Building Cognitive Flexibility

MindReady

You're moving plastic chairs one by one into the conference room. Suddenly, you have a better idea. You can speed up the process if you stack and carry multiple chairs at once.

This is a basic example of cognitive flexibility. You replaced one solution with a more efficient one. Had you stuck to your original method, you would be demonstrating cognitive rigidity.
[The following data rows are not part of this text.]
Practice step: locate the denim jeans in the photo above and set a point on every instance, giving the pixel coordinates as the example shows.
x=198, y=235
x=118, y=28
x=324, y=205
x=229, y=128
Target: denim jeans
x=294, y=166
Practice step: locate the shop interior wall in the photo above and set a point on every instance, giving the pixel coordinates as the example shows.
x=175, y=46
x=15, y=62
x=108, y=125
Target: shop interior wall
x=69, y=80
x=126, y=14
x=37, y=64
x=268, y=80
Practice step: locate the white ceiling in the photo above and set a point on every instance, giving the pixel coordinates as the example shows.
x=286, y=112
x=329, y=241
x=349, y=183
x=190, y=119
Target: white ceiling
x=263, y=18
Cognitive rigidity is an unwillingness to find a new solution to a problem.

If you grew up in a different country, do you think your creative problem solving skills would be better or worse?
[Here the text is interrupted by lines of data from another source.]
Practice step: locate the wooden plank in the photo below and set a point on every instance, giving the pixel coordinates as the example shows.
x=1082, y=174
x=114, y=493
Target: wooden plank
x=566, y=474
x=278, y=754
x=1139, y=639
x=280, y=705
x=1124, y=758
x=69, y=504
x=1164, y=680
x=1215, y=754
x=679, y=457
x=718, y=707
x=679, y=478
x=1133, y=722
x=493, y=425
Experience Affects Cognitive Flexibility

In 2018, a group of psychologists led by cognitive neuroscientist Sarah Pope compared the cognitive flexibility of 54 American undergraduates and 129 members of the Himba tribe in Namibia.

The Himba outperformed the American students: nearly 40% of the Himba discovered an easier solution compared to just 6% of the Americans.

When researchers later prompted participants to “try new things,” 50% of the American students found a simpler answer, although it had little effect on the the Himba.

Why might this be?

Researchers offered two explanations:

1. Environment

The Himba live in a much less predictable and more hazardous environment than the American students, and routinely have to come up with innovative solutions to issues like food and water shortages.

2. Education

School curricula in the U.S. may encourage cognitive rigidity by overemphasizing scenarios where there is a single right answer, or blind repetition of a problem-solving process. Lacking formal education, the Himba are more adept at finding alternative solutions from the start.

Both explanations have the same implication: Cognitive flexibility is like a muscle that you can strengthen. The more you practice creative problem solving, the more flexible your thinking becomes. You might even come up with better ways to move those stacks of chairs.